At present we are restricted to making Animal Farm-esque "all datasets are equally likely" statements or resorting to at best semi-quantitative arguments to disregard certain solutions. The problem is most critical within the tropics where choice of dataset fundamentally alters the perception as to whether climate models are consistent with the observations.
This talk will summarise recent work using an automated system of climate dataset construction for radiosondes. Instead of taking three years to create a dataset (and sending the investigator(s) half crazy) we can now create a dataset inside a day. Of course, such a dataset will not be as high quality, but we have shown that sufficiently tuned the system can closely recreate HadAT, our current manually produced product.

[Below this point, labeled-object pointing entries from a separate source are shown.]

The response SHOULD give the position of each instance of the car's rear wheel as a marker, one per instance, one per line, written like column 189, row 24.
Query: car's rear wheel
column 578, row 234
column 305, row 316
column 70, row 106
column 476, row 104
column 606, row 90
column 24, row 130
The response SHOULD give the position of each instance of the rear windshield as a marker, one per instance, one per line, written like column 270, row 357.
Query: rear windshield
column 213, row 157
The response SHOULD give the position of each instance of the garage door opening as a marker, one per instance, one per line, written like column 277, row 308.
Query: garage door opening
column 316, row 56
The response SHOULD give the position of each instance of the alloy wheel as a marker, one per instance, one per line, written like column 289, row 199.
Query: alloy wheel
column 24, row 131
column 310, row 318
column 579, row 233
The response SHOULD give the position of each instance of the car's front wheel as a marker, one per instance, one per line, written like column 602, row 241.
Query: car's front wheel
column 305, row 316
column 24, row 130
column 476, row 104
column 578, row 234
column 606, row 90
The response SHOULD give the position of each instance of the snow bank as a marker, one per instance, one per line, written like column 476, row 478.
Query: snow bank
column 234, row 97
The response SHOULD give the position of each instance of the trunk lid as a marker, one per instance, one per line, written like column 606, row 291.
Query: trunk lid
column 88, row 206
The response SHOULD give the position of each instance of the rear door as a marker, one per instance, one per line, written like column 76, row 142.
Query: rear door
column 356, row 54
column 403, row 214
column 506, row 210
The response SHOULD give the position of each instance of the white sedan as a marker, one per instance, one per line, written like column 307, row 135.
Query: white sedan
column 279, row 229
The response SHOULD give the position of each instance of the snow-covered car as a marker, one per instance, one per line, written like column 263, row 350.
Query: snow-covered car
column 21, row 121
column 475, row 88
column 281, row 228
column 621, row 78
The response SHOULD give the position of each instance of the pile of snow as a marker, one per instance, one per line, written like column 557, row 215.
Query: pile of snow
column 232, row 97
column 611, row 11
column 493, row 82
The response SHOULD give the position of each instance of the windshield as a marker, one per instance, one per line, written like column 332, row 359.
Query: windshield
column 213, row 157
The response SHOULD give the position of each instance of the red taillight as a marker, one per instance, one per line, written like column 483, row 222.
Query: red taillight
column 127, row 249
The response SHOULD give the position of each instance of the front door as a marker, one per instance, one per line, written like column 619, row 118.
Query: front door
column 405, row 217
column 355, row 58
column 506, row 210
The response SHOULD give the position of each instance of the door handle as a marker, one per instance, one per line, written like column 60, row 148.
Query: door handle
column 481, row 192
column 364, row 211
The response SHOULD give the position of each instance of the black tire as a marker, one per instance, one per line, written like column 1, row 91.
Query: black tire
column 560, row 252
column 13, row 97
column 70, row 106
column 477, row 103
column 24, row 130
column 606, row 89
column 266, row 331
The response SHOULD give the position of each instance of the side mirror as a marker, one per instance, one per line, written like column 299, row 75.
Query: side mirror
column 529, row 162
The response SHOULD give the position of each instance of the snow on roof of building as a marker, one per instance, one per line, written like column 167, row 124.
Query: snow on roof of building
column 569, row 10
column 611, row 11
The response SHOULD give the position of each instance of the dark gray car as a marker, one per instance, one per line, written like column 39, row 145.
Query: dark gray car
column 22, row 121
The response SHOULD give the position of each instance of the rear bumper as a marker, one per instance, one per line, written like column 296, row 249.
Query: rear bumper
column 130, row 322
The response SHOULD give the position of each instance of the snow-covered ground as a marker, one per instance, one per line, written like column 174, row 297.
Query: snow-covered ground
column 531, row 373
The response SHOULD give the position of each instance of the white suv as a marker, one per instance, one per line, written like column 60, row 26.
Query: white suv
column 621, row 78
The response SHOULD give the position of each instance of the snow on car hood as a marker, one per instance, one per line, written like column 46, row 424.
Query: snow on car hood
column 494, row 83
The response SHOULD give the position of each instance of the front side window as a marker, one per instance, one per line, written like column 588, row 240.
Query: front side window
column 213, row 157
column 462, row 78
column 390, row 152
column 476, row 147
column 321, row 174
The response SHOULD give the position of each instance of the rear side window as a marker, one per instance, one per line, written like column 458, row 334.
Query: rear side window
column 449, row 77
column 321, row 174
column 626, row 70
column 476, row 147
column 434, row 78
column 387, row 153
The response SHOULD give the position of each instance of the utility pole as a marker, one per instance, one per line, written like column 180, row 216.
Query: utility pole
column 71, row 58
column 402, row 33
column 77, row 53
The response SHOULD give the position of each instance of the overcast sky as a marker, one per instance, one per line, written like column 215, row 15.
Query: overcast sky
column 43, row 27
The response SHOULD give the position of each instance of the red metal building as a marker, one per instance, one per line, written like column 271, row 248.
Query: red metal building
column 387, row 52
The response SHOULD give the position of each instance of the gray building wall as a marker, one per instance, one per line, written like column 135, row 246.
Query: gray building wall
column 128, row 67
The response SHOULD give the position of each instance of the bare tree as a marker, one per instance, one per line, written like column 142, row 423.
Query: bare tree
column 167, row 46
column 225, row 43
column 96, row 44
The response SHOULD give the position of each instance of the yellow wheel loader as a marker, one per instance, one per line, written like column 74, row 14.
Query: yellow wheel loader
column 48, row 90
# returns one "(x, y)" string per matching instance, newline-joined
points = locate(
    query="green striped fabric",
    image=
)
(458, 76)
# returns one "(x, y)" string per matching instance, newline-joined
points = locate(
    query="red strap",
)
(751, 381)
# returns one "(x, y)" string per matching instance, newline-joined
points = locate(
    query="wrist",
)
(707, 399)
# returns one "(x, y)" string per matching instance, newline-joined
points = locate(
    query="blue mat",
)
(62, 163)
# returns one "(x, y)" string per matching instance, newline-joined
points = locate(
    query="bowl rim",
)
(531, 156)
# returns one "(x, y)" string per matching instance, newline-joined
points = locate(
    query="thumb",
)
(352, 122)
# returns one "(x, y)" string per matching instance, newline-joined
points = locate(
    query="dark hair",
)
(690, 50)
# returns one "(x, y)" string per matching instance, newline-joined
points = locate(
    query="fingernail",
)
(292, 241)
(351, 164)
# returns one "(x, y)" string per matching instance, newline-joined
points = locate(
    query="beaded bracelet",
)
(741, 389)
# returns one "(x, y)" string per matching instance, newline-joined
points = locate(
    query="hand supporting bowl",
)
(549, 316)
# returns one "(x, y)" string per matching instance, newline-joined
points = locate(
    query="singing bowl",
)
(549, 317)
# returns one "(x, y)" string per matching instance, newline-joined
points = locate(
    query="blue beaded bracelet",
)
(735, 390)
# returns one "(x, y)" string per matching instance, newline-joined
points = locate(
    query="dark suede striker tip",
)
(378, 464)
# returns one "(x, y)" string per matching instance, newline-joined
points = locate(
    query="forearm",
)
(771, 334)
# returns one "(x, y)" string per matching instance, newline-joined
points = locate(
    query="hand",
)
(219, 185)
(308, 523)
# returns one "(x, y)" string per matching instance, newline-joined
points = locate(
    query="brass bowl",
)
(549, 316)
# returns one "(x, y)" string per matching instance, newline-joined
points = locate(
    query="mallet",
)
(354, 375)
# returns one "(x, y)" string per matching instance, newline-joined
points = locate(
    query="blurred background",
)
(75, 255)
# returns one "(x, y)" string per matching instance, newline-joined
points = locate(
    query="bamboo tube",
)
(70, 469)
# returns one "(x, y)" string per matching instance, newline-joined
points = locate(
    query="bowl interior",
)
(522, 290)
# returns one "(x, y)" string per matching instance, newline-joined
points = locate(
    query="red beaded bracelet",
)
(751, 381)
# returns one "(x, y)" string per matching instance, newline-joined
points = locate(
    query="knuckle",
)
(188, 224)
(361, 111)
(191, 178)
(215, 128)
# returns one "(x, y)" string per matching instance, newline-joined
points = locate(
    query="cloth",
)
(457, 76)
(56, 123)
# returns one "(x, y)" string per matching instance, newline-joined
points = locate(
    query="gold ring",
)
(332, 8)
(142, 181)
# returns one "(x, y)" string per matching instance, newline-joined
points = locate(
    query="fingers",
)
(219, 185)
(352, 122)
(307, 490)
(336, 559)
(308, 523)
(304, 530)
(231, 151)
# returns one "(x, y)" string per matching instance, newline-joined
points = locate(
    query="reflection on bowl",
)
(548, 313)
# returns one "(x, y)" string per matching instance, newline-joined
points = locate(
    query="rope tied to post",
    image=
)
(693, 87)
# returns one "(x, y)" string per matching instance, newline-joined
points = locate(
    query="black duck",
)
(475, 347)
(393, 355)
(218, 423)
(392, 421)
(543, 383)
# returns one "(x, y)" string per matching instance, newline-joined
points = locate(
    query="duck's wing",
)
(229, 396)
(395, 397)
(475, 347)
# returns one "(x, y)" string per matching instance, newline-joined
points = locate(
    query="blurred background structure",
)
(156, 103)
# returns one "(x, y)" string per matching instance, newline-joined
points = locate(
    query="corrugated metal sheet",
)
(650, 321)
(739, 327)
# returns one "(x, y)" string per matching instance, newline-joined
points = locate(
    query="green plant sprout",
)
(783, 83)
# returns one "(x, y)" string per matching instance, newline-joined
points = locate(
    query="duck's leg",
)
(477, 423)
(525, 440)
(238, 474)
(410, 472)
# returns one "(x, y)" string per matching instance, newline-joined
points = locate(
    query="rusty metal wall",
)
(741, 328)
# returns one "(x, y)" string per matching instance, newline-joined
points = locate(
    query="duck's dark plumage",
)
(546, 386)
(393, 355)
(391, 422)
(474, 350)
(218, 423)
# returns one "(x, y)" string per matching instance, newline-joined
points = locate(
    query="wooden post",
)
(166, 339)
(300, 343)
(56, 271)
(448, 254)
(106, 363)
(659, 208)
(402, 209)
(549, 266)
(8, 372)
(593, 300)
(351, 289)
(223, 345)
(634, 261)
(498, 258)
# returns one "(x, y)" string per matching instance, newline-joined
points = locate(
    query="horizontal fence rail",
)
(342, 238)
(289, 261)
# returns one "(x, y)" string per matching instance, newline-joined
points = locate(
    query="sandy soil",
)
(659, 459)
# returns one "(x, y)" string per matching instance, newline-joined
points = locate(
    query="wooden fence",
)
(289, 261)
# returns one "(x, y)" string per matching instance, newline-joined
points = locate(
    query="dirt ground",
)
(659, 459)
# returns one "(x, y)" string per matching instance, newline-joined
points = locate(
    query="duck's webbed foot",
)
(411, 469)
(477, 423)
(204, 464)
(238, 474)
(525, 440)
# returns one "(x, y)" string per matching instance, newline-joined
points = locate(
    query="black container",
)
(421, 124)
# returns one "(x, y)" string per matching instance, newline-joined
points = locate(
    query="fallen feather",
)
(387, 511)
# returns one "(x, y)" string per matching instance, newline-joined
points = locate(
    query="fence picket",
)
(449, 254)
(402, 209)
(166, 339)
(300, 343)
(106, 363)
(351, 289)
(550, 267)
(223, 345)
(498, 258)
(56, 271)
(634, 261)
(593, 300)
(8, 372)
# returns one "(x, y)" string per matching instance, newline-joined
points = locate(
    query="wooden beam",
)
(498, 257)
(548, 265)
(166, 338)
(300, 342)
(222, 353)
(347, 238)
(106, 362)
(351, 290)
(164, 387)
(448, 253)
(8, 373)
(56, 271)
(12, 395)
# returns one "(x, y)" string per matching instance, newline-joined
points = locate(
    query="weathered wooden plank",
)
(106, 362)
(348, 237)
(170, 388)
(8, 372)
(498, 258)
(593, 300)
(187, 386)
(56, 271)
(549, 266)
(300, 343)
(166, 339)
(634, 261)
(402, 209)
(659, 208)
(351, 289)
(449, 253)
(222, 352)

What the automated system allows us to do is span the range of possible solutions by assessing the sensitivity of the result to a range of fundamental methodological assumptions such as whether, and if so how, to treat day and night launches seperately. Initial results suggest a large range of overall uncertainty, encompassing all currently available datasets, and systematic sensitivity to a relatively small number of decisions.
In this presentation we will focus upon whether using a range of pseudo-worlds created by adding plausible error structures to HadAM3 we can create a more restricted estimate of historical changes. The pseudo-worlds act as a quality check, narrowing down the range of plausible approaches and, at least potentially, as a result the distribution of possible historical changes. We will briefly touch upon the policy implications of our results.